Using Seaborn for exploratory data analysis (EDA) of continuous variables
Creating histograms and scatter plots using the pairplot() function
When you first analyze a dataset of continuous variables, I encourage you to start by creating a matrix of histograms and pairwise scatter plots. Let’s use the “Iris” dataset as an example; you can access it via the Seaborn package in Python. Here is the code to obtain the first 5 rows:
import pandas as pd
import numpy as np
import seaborn as sb
iris = sb.load_dataset('iris')
display(iris.head())
Here is what the output looks like in Google Colab:
Here is the code to produce the matrix of histograms and pairwise scatter plots for the 4 continuous variables:
import matplotlib.pyplot as plt
import seaborn as sb
iris = sb.load_dataset("iris")
correlation_plots = sb.pairplot(iris)
plt.show()
Here is the output:
In the diagonal entries from top left to bottom right, you will find the histogram for each of the 4 continuous variables. They help you to understand the shape, spread, central tendency, and overall distribution of the data.

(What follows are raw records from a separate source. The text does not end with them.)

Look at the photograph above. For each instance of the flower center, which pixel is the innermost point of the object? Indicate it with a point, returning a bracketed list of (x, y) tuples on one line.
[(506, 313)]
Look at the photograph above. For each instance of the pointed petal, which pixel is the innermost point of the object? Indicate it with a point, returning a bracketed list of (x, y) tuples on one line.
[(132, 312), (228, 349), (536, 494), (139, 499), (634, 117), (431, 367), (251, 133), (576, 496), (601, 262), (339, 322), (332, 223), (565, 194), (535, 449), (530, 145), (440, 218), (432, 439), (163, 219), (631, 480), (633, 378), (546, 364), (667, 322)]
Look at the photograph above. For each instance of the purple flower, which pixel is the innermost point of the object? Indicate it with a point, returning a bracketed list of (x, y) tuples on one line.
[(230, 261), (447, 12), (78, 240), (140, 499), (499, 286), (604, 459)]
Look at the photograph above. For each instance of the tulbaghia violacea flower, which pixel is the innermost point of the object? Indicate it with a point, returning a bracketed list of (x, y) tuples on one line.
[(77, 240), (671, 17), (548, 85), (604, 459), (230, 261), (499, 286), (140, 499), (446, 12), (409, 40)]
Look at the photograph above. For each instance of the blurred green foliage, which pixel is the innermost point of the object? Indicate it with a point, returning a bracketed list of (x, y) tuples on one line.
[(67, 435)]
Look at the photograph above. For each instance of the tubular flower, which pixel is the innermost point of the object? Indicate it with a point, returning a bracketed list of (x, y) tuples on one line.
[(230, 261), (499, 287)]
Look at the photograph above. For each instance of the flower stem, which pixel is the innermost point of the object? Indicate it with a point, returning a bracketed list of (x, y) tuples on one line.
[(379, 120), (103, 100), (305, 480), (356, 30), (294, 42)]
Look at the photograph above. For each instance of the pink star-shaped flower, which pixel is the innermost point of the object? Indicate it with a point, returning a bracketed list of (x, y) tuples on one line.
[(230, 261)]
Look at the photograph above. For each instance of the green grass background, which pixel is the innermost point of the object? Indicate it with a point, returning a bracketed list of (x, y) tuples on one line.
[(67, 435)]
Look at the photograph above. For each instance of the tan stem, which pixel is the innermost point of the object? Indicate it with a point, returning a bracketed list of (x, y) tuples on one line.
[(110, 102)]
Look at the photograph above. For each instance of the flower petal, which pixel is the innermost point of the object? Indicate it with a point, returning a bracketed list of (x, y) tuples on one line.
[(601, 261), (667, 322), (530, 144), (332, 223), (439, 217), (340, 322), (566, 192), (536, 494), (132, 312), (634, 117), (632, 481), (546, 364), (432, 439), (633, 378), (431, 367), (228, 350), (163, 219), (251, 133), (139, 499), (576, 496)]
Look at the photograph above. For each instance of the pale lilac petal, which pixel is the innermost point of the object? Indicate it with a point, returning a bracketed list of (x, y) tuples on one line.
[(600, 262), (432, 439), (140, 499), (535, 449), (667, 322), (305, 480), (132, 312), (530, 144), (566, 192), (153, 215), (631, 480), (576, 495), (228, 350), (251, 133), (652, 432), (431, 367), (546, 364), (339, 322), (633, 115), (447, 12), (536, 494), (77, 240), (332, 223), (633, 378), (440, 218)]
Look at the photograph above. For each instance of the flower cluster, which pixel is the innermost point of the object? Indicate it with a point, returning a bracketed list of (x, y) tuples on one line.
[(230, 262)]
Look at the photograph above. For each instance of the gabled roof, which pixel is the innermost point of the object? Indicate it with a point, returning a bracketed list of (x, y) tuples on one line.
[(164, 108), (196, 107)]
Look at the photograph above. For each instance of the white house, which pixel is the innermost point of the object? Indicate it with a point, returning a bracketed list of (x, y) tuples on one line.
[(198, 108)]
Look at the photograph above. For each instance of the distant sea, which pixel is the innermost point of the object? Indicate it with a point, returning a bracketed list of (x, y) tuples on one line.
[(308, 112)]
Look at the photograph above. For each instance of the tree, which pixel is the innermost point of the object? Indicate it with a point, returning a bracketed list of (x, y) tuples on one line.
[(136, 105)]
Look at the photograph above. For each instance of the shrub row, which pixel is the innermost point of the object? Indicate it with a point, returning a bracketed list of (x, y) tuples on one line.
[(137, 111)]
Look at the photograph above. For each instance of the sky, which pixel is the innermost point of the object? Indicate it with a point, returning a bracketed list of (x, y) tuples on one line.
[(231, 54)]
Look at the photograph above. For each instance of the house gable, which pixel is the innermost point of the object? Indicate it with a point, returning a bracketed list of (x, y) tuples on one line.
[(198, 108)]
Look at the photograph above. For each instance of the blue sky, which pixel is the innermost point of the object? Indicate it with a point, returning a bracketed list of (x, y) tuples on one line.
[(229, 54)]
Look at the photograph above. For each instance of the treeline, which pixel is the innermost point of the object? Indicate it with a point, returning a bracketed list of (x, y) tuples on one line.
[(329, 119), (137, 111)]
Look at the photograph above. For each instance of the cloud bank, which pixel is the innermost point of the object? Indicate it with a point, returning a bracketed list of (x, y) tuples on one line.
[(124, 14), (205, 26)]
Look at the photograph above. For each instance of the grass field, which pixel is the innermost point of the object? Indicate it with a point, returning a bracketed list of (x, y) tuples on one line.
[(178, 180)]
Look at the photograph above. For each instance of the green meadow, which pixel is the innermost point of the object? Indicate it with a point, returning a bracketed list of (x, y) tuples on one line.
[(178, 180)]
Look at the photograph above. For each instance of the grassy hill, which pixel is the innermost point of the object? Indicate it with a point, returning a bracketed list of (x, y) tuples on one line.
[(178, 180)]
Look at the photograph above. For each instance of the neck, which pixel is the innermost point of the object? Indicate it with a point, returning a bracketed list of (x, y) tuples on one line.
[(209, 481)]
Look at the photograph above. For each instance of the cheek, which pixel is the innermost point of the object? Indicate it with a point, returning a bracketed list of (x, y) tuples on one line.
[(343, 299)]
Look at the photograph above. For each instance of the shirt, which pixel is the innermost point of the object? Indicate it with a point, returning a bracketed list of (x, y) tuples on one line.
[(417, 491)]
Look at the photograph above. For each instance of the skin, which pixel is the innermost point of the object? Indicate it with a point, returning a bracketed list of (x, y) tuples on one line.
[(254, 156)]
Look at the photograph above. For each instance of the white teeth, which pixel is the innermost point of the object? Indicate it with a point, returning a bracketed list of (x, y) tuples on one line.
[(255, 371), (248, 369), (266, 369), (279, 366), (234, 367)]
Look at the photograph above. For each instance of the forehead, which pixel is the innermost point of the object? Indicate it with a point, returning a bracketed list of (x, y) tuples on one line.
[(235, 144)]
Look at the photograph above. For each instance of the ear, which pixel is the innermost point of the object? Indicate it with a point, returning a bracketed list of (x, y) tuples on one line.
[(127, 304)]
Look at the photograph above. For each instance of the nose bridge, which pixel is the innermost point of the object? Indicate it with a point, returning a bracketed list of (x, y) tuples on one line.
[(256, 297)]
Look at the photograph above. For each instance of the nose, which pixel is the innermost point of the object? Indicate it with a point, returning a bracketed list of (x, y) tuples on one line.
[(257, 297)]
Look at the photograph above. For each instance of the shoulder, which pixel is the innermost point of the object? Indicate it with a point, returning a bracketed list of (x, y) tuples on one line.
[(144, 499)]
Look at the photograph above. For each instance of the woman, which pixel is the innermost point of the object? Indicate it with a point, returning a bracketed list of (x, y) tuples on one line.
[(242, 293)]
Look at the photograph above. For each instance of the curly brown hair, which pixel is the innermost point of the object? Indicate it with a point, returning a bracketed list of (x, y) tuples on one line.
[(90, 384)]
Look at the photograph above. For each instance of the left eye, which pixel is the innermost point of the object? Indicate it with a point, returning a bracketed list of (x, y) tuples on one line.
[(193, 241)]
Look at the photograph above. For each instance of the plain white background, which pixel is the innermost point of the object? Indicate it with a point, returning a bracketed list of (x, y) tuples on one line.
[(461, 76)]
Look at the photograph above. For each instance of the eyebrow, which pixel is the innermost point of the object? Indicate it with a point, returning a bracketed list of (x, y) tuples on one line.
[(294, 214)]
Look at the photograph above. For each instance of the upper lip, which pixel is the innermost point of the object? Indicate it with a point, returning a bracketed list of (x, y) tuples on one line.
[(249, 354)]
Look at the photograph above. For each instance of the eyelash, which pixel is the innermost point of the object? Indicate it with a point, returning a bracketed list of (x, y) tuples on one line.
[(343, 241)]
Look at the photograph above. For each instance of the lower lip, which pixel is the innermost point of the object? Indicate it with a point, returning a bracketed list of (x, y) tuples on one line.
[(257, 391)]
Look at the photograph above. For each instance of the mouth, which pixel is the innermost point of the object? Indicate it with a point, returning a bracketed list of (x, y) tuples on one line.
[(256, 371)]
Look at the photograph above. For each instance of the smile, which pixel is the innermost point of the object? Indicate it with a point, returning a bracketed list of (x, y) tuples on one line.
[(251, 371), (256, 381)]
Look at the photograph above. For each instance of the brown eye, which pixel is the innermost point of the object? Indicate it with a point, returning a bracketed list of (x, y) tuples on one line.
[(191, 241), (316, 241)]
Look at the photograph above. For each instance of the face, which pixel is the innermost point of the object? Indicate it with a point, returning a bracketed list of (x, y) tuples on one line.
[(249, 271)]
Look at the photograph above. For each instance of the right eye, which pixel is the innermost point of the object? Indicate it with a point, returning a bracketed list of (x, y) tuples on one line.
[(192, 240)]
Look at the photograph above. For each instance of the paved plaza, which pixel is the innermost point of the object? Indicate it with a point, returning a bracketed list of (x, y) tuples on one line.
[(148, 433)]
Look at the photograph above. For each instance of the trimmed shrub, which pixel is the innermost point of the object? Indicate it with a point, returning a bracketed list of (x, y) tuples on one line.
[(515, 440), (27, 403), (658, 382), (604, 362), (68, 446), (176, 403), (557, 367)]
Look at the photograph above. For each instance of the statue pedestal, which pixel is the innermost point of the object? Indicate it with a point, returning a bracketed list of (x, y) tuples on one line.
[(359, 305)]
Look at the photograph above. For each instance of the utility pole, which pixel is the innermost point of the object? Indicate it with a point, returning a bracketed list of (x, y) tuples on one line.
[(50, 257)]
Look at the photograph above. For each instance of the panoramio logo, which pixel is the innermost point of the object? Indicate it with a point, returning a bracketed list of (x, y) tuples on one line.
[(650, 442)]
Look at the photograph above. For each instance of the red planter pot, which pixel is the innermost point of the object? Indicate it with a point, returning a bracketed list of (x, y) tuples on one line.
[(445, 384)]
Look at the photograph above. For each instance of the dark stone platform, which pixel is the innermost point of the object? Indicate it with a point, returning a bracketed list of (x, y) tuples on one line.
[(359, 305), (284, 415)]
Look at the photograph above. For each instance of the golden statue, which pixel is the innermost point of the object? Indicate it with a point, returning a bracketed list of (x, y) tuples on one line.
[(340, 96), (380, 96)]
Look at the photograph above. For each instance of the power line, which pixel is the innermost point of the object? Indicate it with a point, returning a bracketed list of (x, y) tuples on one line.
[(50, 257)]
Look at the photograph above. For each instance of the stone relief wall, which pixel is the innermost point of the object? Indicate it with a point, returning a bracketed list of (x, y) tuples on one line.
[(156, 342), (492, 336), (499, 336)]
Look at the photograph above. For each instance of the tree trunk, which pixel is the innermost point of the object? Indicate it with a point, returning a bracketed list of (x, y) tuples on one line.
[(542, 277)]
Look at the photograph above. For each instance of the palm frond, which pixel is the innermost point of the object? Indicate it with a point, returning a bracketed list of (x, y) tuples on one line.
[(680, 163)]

In the off-diagonal entries, you will find the scatter plot between each pair of continuous variables. This allows you to quickly assess the relationship between each pair of variables.
Using this information in your exploratory data analysis (EDA), you can move onto deeper analyses, such as correlation, regression, variable selection, outlier detection, and multicollinearity assessment.